BREAKING MOVIE/TV NEWS

Sunday, March 17, 2013

Downey Makes His Case For "Perry Mason"



Warner Bros. Pictures ("Sherlock Holmes") and Robert Downey Jr.'s production company Team Downey continue developing  author Erle Stanley Gardner's lawyer character 'Perry Mason' as a potential feature franchise, with Downey Jr. eyeing the title role.
The new film will be set in the 1930's, featuring Mason's secretary 'Della Street', private investigator 'Paul Drake' and courtroom nemesis 'Hamilton Burger'.


Downey Jr. and his wife Susan Downey will produce with Robert Cort, along with David Gambino, Eric Hetzel and Joe Horacek executive producing with Susan Feiles and Chris Darling.


As a defense attorney, 'Perry Mason' was featured in more than 80 'detective fiction' novels and short stories, most of which had a plot involving his client's murder trial.

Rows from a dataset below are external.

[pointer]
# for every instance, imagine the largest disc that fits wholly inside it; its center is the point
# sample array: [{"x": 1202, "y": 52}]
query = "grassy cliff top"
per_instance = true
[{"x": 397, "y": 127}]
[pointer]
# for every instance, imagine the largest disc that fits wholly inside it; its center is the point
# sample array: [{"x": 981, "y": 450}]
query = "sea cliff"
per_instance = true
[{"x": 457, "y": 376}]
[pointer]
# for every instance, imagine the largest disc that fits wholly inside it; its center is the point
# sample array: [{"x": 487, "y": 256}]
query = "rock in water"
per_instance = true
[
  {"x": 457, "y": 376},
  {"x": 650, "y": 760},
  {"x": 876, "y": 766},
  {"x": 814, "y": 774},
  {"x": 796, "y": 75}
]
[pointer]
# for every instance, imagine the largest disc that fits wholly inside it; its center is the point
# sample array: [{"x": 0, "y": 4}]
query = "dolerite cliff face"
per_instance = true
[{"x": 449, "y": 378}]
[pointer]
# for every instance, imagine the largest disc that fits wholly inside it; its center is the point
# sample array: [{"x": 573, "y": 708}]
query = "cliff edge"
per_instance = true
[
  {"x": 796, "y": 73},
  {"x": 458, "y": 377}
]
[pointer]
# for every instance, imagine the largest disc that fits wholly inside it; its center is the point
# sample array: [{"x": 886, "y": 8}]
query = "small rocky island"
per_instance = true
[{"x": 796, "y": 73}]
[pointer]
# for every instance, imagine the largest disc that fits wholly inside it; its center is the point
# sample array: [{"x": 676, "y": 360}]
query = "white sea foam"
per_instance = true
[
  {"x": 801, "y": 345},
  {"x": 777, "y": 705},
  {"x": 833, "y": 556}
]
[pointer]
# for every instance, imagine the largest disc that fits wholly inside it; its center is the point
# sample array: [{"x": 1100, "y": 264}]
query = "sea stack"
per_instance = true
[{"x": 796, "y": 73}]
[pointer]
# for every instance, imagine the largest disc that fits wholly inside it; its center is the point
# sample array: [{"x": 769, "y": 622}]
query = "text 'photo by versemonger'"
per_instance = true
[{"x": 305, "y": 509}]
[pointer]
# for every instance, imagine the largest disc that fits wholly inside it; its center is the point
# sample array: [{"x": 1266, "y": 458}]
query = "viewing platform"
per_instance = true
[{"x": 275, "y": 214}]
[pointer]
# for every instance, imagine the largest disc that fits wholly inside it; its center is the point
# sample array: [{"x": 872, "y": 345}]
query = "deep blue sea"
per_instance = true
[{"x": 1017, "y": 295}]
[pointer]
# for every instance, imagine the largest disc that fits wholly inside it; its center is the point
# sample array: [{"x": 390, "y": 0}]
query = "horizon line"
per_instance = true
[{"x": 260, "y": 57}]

Typically, Mason was able to establish his client's innocence by implicating another character, who then confessed.


Author Gardner had over 135 million copies of his books in print in North America in 1969.


The character was also portrayed each weekday on a long-running radio series, followed by well-known depictions in film and TV including television's longest-running lawyer series, from 1957 to 1966 starring Raymond Burr, another series in 1973–1974 starring Monte Markham and Brett Somers and 30 made-for-TV movies filmed from 1985 to 1993.


In the first novel, "The Case Of The Velvet Claws" (1933), Mason described himself as: "...a lawyer who has specialized in trial work, and in a lot of criminal work. I'm a specialist on getting people out of trouble. They come to me when they're in all sorts of trouble, and I work them out.


"If you look me up through some family lawyer or some corporation lawyer, he'll probably tell you that I'm a shyster. If you look me up through some chap in the District Attorney's office, he'll tell you that I'm a dangerous antagonist... but he doesn't know very much about me..."


Many of Gardner's 82 "Perry Mason' novels were first published in serial format in "The Saturday Evening Post".


Sixteen novels also appeared in the "Toronto Star Weekly" in condensed form.


All books were published by William Morrow and Company, New York, as well as published simultaneously in Toronto.